# Deep Learning for Vision-Based SLAM: Comparing a MonoDepth2 Baseline to a Full SLAM Pipeline

## Introduction
Our project aims to explore and quantify the benefits of integrating deep learning components into a full monocular visual SLAM (Simultaneous Localization and Mapping) system. We plan to implement a baseline depth estimation model inspired by MonoDepth2 and compare its performance to a full SLAM pipeline that additionally estimates camera pose, performs loop closure detection, and builds a global 3D map. 

Given the potential complexity of this task, we have also considered an alternative approach to quantify the benefits of deep learning in SLAM — compare deep learning to traditional methods for monocular visual odometry. This would involve implementing a traditional SIFT-based pose estimation for visual odometry and compare this performance to using a deep learning model resembling DeepVO. Time permitting, we could integrate both these pose estimation steps into respective SLAM systems and compare the results.

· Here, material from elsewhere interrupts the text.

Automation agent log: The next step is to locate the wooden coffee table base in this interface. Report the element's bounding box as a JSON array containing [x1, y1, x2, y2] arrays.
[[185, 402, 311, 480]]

This project will not only deepen our understanding of deep learning applications in robotics but also provide insights into how spatial and temporal context can improve depth estimation and localization. Both of us had a deep interest in doing something with computer vision for our final project. As this was a shared interest we wanted to challenge ourselves and do something beyond image classification.

## Research Questions and Hypotheses
**Potential Questions:**
- How does the integration of pose estimation and loop closure in a full SLAM pipeline improve the accuracy of depth estimation compared to a baseline MonoDepth2 model?
- What are the differences in performance when evaluating per-frame depth accuracy, overall camera trajectory (pose estimation), and global map consistency?
- How does Monocular Visual Odometry using Deep Learning (like DeepVO) compare to a more traditional feature-based approach with SIFT?

**Hypotheses:**
- The full SLAM system will produce more accurate depth maps (lower RMSE and absolute relative error) than MonoDepth2 by leveraging multi-frame information.
- The SLAM system will demonstrate significantly improved camera localization (measured by Absolute Trajectory Error and Relative Pose Error) compared to using a single-frame depth estimation model.
- The global 3D map generated by the SLAM pipeline will exhibit higher consistency and reduced drift compared to the baseline depth predictions from MonoDepth2.
- DeepVO will produce more flexible and robust relative trajectory estimations.

## Methods
**Baseline Model – MonoDepth2:**
- Implement an existing MonoDepth2 network using PyTorch to predict per-frame dense depth maps.
- Train the model on publicly available datasets (KITTI) and evaluate using standard depth metrics such as RMSE, Absolute Relative Error, and threshold accuracy.

**Full SLAM Pipeline:**
- **Pose Estimation Module:** Develop a CNN+LSTM-based visual odometry model to estimate relative camera motion between frames.
- **Loop Closure Detection:** Integrate a deep learning module to detect revisited areas and trigger map optimization. Or suppliment with a premade one such as NetVLAD
- **Mapping Module:** Fuse per-frame depth predictions with pose estimates to build a global 3D map. Apply bundle adjustment techniques to refine both the camera trajectory and the map.

**Evaluation:**
- Compare per-frame depth outputs from both systems using standard metrics.
- Evaluate SLAM’s pose accuracy using Absolute Trajectory Error (ATE) and Relative Pose Error (RPE).
- Assess global map quality via qualitative visualization and cloud alignment metrics.

**Data & Code Sources:**
- Use datasets like KITTI or TUM RGB-D.
- Use or adapt open-source code for MonoDepth2, visual odometry, and loop closure.

## Division of Work
- **Trevor Chartier:**
  - Set up project repository and environment.
  - Lead MonoDepth2 baseline implementation.
  - Develop visual odometry modules.
  - Implement pose evaluation metrics.

- **Max McLaurin:**
  - Implement loop closure and mapping modules.
  - Integrate global map construction.
  - Integrate all modules and handle synchronization.
  - Manage experiment comparisons and documentation.

## Possible Results
- The full SLAM pipeline is expected to produce lower depth errors compared to MonoDepth2 through the use of additional pose and temporal information.
- SLAM should demonstrate better camera trajectory accuracy (lower ATE and RPE).
- The 3D map from SLAM will be more coherent and less prone to drift.

## Timeline
**Sprint1 1 (Setup & Data Preparation):**
   - Project setup, data download, and preprocessing.

**Sprint 2 (Baseline Implementation):**
   - MonoDepth2 model training and evaluation.

**Sprint 3 (SLAM Module Development):**
   - Visual odometry and loop closure integration.

**Sprint 4 (Integration & Evaluation):**
   - Final integration, testing, evaluation, and result visualization.